Visitors to San Antonio usually have Tex-Mex food on their minds, and for good reason. There is a wealth of variety here and lots of tradition. But the restaurant scene in San Antonio is a lot more sophisticated and cosmopolitan than many people realize. Good French, Italian, and new American food abounds, and there are some one-of-a-kind restaurants that will make any stay here memorable. You can also find some down-home cooking, local taquerías, and neighborhood dives that are genuine to the core and offer an experience that can't be found elsewhere.
The downtown dining scene, especially that found along the River Walk, sees the most visitors; and because most out-of-towners either stay downtown or spend the day there, I devote a good deal of space to restaurants in this area.
Keep in mind, however, that there are many excellent restaurants in other parts of town that can add to your range of dining choices. There are two areas within walking distance of downtown that merit special mention. Both are easily reached by bus, too.

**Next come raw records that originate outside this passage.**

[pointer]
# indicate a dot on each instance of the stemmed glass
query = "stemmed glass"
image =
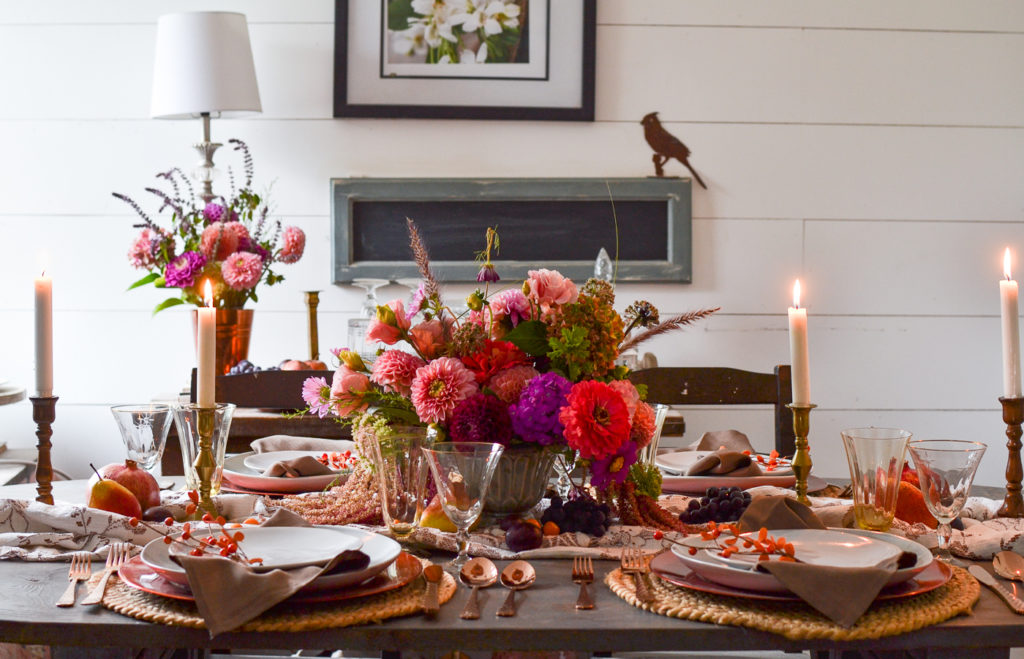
(462, 472)
(945, 469)
(357, 326)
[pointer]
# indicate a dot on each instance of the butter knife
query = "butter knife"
(1012, 600)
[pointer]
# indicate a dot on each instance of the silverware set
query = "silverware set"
(81, 570)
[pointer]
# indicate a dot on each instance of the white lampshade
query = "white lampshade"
(204, 64)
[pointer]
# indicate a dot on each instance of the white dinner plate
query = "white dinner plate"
(678, 463)
(381, 550)
(281, 547)
(240, 475)
(262, 462)
(714, 569)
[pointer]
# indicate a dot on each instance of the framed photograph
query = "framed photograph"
(523, 59)
(643, 224)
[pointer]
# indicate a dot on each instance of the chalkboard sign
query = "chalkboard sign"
(554, 223)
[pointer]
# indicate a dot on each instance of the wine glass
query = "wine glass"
(143, 429)
(945, 470)
(462, 472)
(368, 309)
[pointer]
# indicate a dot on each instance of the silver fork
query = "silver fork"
(117, 557)
(633, 563)
(81, 569)
(583, 573)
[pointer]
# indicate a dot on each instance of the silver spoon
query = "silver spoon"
(516, 576)
(479, 573)
(1009, 565)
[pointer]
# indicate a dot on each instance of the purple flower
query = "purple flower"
(180, 273)
(215, 213)
(535, 418)
(613, 468)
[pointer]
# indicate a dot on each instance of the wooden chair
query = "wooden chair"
(719, 386)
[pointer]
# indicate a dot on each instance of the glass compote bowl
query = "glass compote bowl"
(945, 469)
(368, 309)
(462, 472)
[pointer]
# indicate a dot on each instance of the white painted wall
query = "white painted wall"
(871, 147)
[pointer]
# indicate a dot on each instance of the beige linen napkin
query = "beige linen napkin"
(841, 594)
(731, 440)
(296, 443)
(229, 594)
(724, 463)
(304, 466)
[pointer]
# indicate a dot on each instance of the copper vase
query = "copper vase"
(233, 330)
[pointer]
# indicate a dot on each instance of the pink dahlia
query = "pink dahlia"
(508, 384)
(242, 270)
(511, 304)
(394, 370)
(316, 394)
(481, 419)
(225, 237)
(293, 244)
(440, 386)
(644, 422)
(347, 389)
(596, 420)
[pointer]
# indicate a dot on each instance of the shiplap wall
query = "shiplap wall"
(875, 148)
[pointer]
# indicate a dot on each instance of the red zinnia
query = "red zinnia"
(495, 356)
(596, 420)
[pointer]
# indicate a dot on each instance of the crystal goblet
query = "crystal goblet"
(945, 470)
(462, 472)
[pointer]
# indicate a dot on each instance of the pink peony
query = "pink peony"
(346, 391)
(428, 338)
(548, 288)
(390, 324)
(394, 370)
(242, 270)
(293, 244)
(231, 235)
(508, 384)
(439, 386)
(511, 304)
(629, 393)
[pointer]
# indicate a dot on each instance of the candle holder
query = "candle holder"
(43, 412)
(312, 301)
(1013, 415)
(802, 456)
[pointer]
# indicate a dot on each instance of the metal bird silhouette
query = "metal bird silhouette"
(666, 145)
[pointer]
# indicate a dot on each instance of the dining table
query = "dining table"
(547, 620)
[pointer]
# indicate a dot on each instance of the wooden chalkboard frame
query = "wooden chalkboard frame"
(673, 265)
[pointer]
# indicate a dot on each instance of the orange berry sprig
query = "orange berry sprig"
(225, 543)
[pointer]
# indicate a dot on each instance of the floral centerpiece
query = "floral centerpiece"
(226, 240)
(528, 364)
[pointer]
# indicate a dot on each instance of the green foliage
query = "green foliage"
(647, 478)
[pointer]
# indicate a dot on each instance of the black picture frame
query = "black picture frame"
(557, 223)
(346, 87)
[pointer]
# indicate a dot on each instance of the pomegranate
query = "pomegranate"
(138, 481)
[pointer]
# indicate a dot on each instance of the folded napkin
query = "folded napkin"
(304, 466)
(841, 594)
(297, 443)
(725, 463)
(731, 440)
(229, 594)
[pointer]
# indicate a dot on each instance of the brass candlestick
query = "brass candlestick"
(802, 456)
(1013, 415)
(312, 301)
(43, 412)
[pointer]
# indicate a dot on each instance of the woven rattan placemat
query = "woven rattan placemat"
(284, 617)
(799, 621)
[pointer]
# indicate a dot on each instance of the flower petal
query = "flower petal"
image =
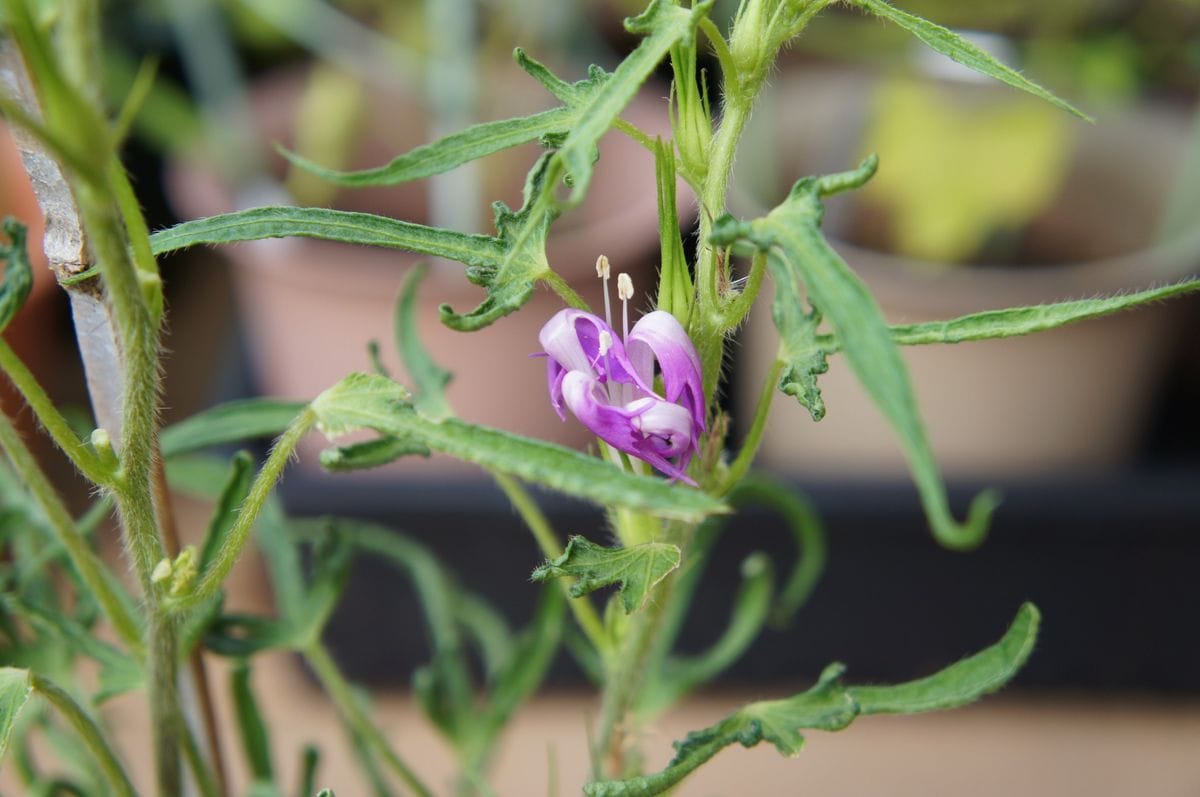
(660, 336)
(649, 429)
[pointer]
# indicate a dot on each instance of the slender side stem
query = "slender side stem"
(342, 695)
(739, 307)
(88, 730)
(585, 612)
(623, 681)
(51, 419)
(564, 291)
(754, 437)
(90, 569)
(636, 133)
(259, 491)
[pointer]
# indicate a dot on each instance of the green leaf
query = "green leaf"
(807, 531)
(443, 687)
(675, 280)
(370, 454)
(225, 514)
(479, 141)
(802, 263)
(119, 673)
(370, 401)
(510, 279)
(507, 267)
(803, 357)
(229, 423)
(663, 24)
(429, 379)
(959, 683)
(15, 690)
(18, 276)
(1025, 321)
(328, 225)
(637, 569)
(829, 706)
(682, 675)
(252, 730)
(959, 49)
(528, 661)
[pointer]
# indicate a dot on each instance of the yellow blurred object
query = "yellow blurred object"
(953, 171)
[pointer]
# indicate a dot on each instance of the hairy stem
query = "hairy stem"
(51, 419)
(91, 735)
(259, 491)
(754, 437)
(585, 612)
(100, 582)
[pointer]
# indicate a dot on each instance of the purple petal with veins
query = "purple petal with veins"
(610, 385)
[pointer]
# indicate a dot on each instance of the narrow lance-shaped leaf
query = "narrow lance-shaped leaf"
(429, 379)
(367, 229)
(229, 423)
(478, 141)
(663, 24)
(799, 256)
(18, 276)
(637, 569)
(1014, 322)
(510, 279)
(225, 514)
(15, 690)
(829, 706)
(370, 401)
(255, 739)
(751, 606)
(959, 49)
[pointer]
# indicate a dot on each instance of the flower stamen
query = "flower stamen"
(604, 270)
(624, 292)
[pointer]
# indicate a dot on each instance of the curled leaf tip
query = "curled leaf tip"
(973, 531)
(855, 178)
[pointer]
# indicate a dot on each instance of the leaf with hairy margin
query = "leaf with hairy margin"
(831, 706)
(429, 379)
(478, 141)
(663, 24)
(801, 261)
(229, 423)
(961, 51)
(18, 276)
(637, 569)
(371, 401)
(15, 690)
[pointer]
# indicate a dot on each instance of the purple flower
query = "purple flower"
(609, 384)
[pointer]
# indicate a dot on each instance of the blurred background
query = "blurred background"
(984, 198)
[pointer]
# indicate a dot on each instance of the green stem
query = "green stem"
(51, 419)
(259, 491)
(585, 612)
(739, 307)
(85, 726)
(342, 695)
(202, 774)
(623, 682)
(91, 570)
(636, 133)
(564, 291)
(165, 711)
(754, 437)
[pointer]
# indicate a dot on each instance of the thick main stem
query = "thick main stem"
(623, 681)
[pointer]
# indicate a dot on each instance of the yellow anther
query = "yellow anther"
(624, 287)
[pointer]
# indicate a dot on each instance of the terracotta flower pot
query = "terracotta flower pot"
(309, 307)
(1072, 399)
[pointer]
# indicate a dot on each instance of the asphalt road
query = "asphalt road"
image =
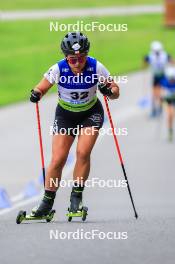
(149, 161)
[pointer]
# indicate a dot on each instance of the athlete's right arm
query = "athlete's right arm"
(50, 78)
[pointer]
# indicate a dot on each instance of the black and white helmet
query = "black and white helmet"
(75, 43)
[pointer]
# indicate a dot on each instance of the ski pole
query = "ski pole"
(40, 141)
(119, 154)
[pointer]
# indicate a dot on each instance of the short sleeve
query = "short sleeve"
(53, 74)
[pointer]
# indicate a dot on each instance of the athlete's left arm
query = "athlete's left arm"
(115, 90)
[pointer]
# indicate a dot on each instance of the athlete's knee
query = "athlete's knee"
(83, 155)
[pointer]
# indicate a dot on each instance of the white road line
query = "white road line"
(83, 12)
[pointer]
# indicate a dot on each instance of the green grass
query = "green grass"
(28, 49)
(35, 4)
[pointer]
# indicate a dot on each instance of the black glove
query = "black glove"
(35, 96)
(104, 89)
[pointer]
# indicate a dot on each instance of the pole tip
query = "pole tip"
(136, 215)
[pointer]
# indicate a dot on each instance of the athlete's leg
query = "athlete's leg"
(156, 100)
(85, 145)
(60, 149)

One is the old Pearl Brewery (a 20-min. stroll up the river from downtown). The developers are making this a major gourmet focal point for the city. First, they persuaded the Culinary Institute of America to open a school here, which was recently inaugurated in October 2010. And they've lured San Antonio's most famous chef, Andrew Weissman, from downtown -- he moved his seafood restaurant, Sandbar, here in 2009. In addition to other restaurants, there is a farmers' market and plans to open a microbrewery.

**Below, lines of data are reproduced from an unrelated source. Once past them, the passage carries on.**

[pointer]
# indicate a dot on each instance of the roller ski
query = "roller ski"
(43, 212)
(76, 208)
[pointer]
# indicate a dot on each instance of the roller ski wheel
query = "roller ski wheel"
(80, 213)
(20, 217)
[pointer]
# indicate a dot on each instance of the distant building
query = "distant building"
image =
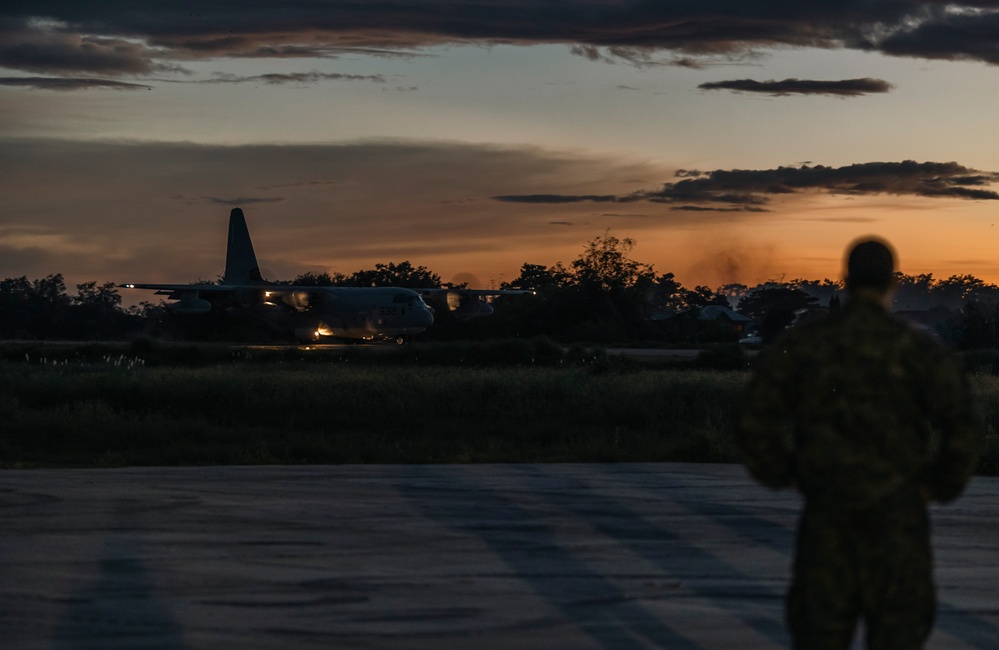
(710, 324)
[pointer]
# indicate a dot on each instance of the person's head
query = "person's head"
(870, 266)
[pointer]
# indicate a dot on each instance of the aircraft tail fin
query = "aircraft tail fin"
(240, 262)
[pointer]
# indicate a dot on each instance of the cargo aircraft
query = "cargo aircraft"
(314, 313)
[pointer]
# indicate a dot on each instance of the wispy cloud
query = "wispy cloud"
(69, 83)
(293, 78)
(844, 88)
(120, 39)
(744, 190)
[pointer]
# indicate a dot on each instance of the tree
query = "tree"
(403, 274)
(310, 279)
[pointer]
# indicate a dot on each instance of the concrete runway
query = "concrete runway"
(472, 556)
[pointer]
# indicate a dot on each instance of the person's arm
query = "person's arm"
(953, 415)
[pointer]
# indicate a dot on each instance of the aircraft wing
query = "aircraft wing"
(442, 291)
(164, 289)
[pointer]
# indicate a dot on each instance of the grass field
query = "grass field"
(359, 407)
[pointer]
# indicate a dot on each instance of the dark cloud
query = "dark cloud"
(69, 83)
(949, 34)
(49, 48)
(844, 88)
(744, 190)
(297, 78)
(126, 37)
(243, 200)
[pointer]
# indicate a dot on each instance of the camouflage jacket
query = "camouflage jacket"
(857, 407)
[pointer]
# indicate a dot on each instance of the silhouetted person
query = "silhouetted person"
(869, 419)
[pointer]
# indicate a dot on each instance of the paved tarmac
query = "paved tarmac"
(474, 556)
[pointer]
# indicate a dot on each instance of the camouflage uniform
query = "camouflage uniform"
(868, 418)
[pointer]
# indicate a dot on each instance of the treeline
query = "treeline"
(42, 309)
(602, 297)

The second hotspot is Southtown, the eclectic, vivacious area just downstream from the city center (a 15-min. walk down the river). It is predominantly Mexican American, with neighborhood eateries and taquerías, and has become a popular place for artists, gallery owners, and innovative restaurateurs. One well-known fixture on the San Antonio scene, the Liberty Bar, which used to occupy the iconic leaning saloon north of downtown, has moved here and set up business in a former convent. You'll have several places to choose from when visiting the sights of King William or shopping the galleries.
There is a wealth of restaurants farther afield, surrounding the prosperous neighborhoods to the north of the city center. Many are on or around Broadway, starting a few blocks south of Hildebrand, extending north to Loop 410. This area caters to the denizens of the wealthy neighborhoods nearby. Here you'll also find several attractions, including Brackenridge Park, the zoo, the botanical gardens, and the Witte and McNay museums. A car is handy when exploring this neighborhood.

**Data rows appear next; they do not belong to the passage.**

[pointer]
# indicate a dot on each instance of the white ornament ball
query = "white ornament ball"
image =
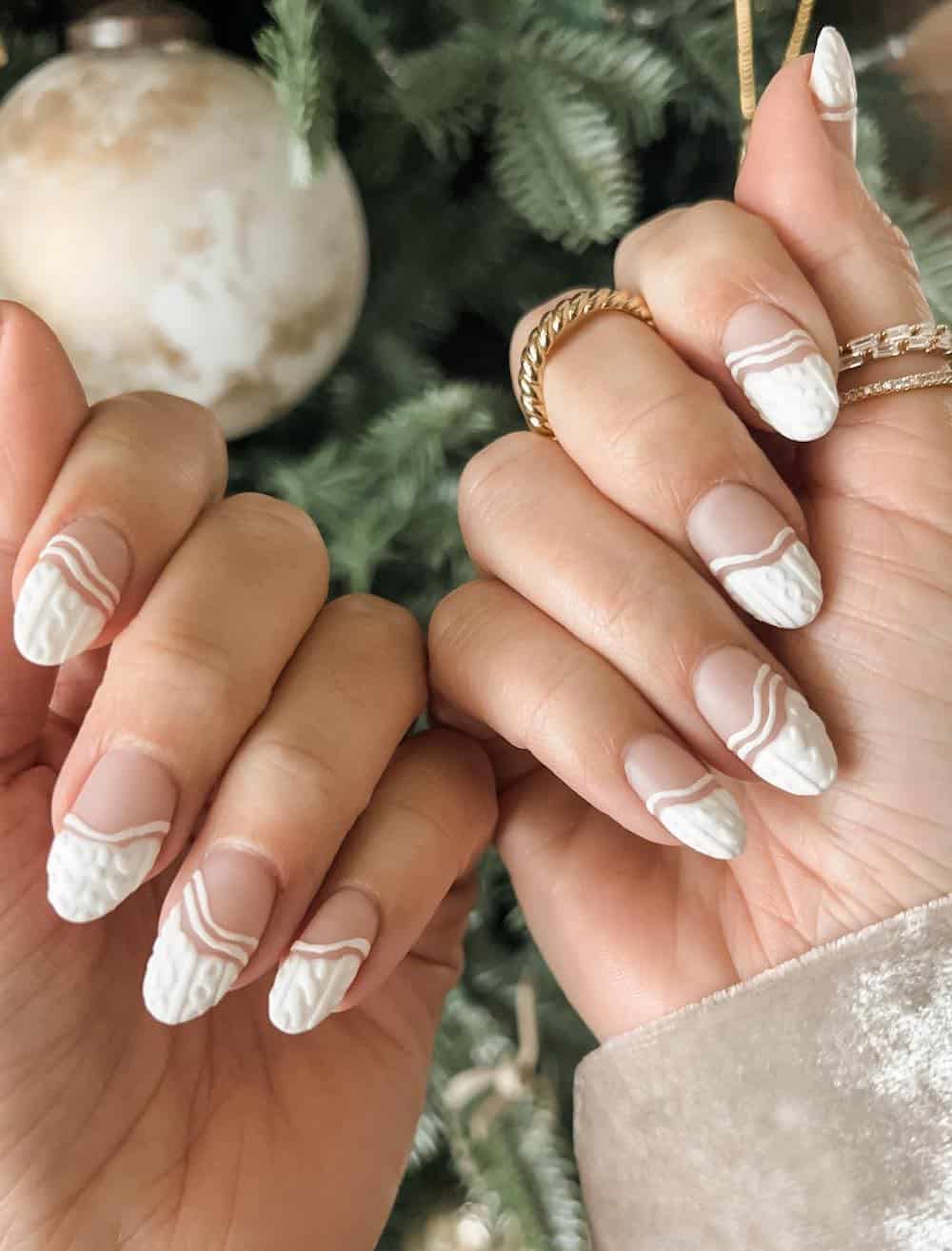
(150, 213)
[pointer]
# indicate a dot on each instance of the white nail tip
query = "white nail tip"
(194, 961)
(712, 824)
(311, 981)
(799, 399)
(833, 80)
(782, 589)
(784, 742)
(90, 872)
(64, 604)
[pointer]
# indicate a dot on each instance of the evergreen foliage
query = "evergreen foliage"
(501, 147)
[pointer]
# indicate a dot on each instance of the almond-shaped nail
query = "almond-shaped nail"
(322, 964)
(782, 371)
(209, 936)
(71, 592)
(767, 724)
(111, 836)
(685, 797)
(756, 556)
(832, 82)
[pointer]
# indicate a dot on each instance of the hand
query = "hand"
(208, 694)
(614, 665)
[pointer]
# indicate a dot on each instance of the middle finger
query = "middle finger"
(628, 596)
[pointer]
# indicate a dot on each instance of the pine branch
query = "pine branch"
(445, 90)
(636, 76)
(289, 49)
(561, 162)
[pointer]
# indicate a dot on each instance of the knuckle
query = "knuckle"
(302, 771)
(483, 489)
(375, 613)
(273, 519)
(458, 620)
(190, 673)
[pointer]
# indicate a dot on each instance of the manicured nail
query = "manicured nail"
(110, 839)
(833, 84)
(321, 967)
(764, 722)
(756, 556)
(71, 592)
(782, 371)
(209, 936)
(685, 797)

Restaurant Categories -- Rather than trying to make fine distinctions between overlapping labels such as Regional American, New Southwestern, and American Fusion, which generally identify the kind of cooking that tweaks classic American dishes using out-of-the-ordinary ingredients -- roast chicken with tamale stuffing, coffee-crusted tenderloin, blue cheese fritters with pesto dipping sauce -- I lump them all into the category of New American. Tex-Mex is, of course, Tex-Mex, and should not be confused with the cooking in the heart of Mexico, which is labeled Mexican.
The price categories into which the restaurants have been divided are only rough approximations, based on the average costs of the appetizers and entrees. By ordering carefully or splurging, you can eat more or less expensively at almost any place you choose.